We tried number one daughter in the seat between us and fared no better. First we had to compromise on having only three of her seventeen Barbie dolls with us in the front seat. Next we had her complaints to put up with. She is an avid reader and kept up a constant moan about the bends and corners in the road which disturbed her concentration. Add to that her unhappy sobs or cries of joy depending on what she was reading and she too was soon banished to the back seat.
Next came number two daughter. She sat between us, mercifully silent and still. Unfortunately she was also a very poor traveller and soon turned an interesting shade of pale green. So she was duly installed in the back seat beside an open window, much to the annoyance of her brothers and sister. From there she could control the duration of every car trip, as her ability to throw up over, at worst a sibling and at best a parent as well, meant that our car trips were of necessity very brief. It is interesting to note that said daughter now has a car of her own in which she travels the country with all the flair and panache of a rally driver and with no consideration at all for the aged parent having a coronary in the seat beside her. I look forward to the day she has children of her own and hope they will be just as good at travelling as she was!
We were then forced to try son number two in the front seat. We didn’t make this decision lightly as without his cheerful presence in the middle of the back seat nothing short of brick walls topped with armed guards could prevent the inevitable mayhem in the back as the remaining children tried to tear each other apart.

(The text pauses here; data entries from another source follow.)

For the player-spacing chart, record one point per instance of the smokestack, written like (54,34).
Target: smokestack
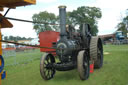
(62,14)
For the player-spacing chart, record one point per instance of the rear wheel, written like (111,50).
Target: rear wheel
(83,65)
(46,66)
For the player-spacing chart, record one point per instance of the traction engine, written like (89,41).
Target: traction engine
(72,50)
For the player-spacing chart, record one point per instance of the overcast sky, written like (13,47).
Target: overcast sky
(112,11)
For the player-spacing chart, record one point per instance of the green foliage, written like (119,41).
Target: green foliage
(46,18)
(85,14)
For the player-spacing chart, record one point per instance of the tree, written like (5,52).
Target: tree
(123,25)
(46,18)
(85,14)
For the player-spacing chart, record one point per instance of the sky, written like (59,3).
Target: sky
(112,13)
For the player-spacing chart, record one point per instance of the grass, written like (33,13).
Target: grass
(113,72)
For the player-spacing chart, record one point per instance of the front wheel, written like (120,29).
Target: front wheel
(83,65)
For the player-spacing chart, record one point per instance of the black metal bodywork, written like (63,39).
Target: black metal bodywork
(70,43)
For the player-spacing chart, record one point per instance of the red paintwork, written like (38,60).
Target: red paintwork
(46,39)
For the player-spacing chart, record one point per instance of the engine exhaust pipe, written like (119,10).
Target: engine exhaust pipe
(62,14)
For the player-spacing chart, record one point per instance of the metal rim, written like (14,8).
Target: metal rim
(46,66)
(83,65)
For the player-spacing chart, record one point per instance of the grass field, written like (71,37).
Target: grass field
(113,72)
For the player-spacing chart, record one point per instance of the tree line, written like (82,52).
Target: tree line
(83,14)
(15,38)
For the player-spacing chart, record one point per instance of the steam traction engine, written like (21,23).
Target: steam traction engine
(73,50)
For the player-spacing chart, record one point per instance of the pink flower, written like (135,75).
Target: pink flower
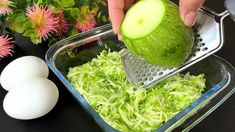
(87,24)
(62,25)
(6,46)
(42,20)
(5,7)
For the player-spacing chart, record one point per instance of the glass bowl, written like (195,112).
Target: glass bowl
(79,49)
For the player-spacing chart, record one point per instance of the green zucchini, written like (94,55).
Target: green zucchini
(153,30)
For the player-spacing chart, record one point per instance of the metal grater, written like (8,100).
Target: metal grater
(209,39)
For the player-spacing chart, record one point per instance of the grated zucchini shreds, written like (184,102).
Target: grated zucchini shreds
(103,83)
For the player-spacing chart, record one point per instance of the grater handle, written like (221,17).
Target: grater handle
(230,5)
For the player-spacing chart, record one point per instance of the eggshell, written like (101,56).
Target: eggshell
(22,69)
(31,99)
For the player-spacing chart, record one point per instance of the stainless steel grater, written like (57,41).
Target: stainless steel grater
(209,39)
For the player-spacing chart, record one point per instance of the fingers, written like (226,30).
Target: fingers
(188,10)
(116,13)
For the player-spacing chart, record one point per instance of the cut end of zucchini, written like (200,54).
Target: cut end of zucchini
(143,18)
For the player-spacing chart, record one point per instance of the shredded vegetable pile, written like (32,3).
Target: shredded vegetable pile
(103,83)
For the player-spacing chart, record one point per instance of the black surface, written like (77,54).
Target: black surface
(68,116)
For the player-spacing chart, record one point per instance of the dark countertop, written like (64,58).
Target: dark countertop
(69,116)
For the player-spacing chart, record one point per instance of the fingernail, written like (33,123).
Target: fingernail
(190,18)
(119,37)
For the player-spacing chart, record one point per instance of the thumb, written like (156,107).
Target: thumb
(188,10)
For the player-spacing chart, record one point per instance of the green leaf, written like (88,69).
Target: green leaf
(74,12)
(17,26)
(29,33)
(67,3)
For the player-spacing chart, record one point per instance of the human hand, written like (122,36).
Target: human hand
(117,8)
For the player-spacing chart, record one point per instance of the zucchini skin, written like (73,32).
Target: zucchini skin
(169,45)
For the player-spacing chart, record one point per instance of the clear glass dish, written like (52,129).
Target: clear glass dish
(77,50)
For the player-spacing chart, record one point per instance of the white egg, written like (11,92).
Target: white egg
(31,99)
(22,69)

Number two son is an avid bird watcher and is keenly interested in the way the world works. (He was once keenly interested in his brother’s calculator, something for which number one son will never forgive him, even though we told him it had gone to silicon heaven.)
You would be astonished at how many questions one small boy can ask before giving his parents up in disgust as ignorant and unco-operative. In our own defence, by that time we were having the sort of conversation involving shouting at the back seat passengers and trying to prevent actual bloodshed.

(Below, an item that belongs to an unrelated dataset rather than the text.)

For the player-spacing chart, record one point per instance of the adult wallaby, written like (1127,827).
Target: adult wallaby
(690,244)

Number two son decided that his fingers were machine guns and he would shoot every bird he could see with loud ‘ack ack’ noises. I had never noticed before that time how many birds could be seen in the New Zealand landscape. Nothing from sparrows to shags escaped his keen eyes until finally in exhaustion we tossed him into the back seat and it was number one son’s turn again.
After these traumatic experiences we felt that travel as such held no charms for us and instead of exploring the world we decided the world would have to come to us. To broaden our children’s understanding of the world and other cultures we joined a scheme whereby we would host young people from other countries as farm helpers and they would work on the farm for a few hours each day for us in return. This decision was also motivated by finance as kiwifruit returns were going through a low patch and mortgage rates a correspondingly high patch, so the thought of free labour was a huge incentive. Those helpers who wished to work for longer were paid at the going rates provided they had a work permit.
Shelly and Lynette, two very sweet but naïve Canadian sisters, were the first of the farm helpers we took into our family. They were in their early twenties and had completed their university degrees and decided to spend a year exploring New Zealand and Australia. This, we were to find, was a common pattern with the people who came to stay with us. This meant we were getting bright motivated people who after years of academic study liked nothing better than to do some hard physical work for a change.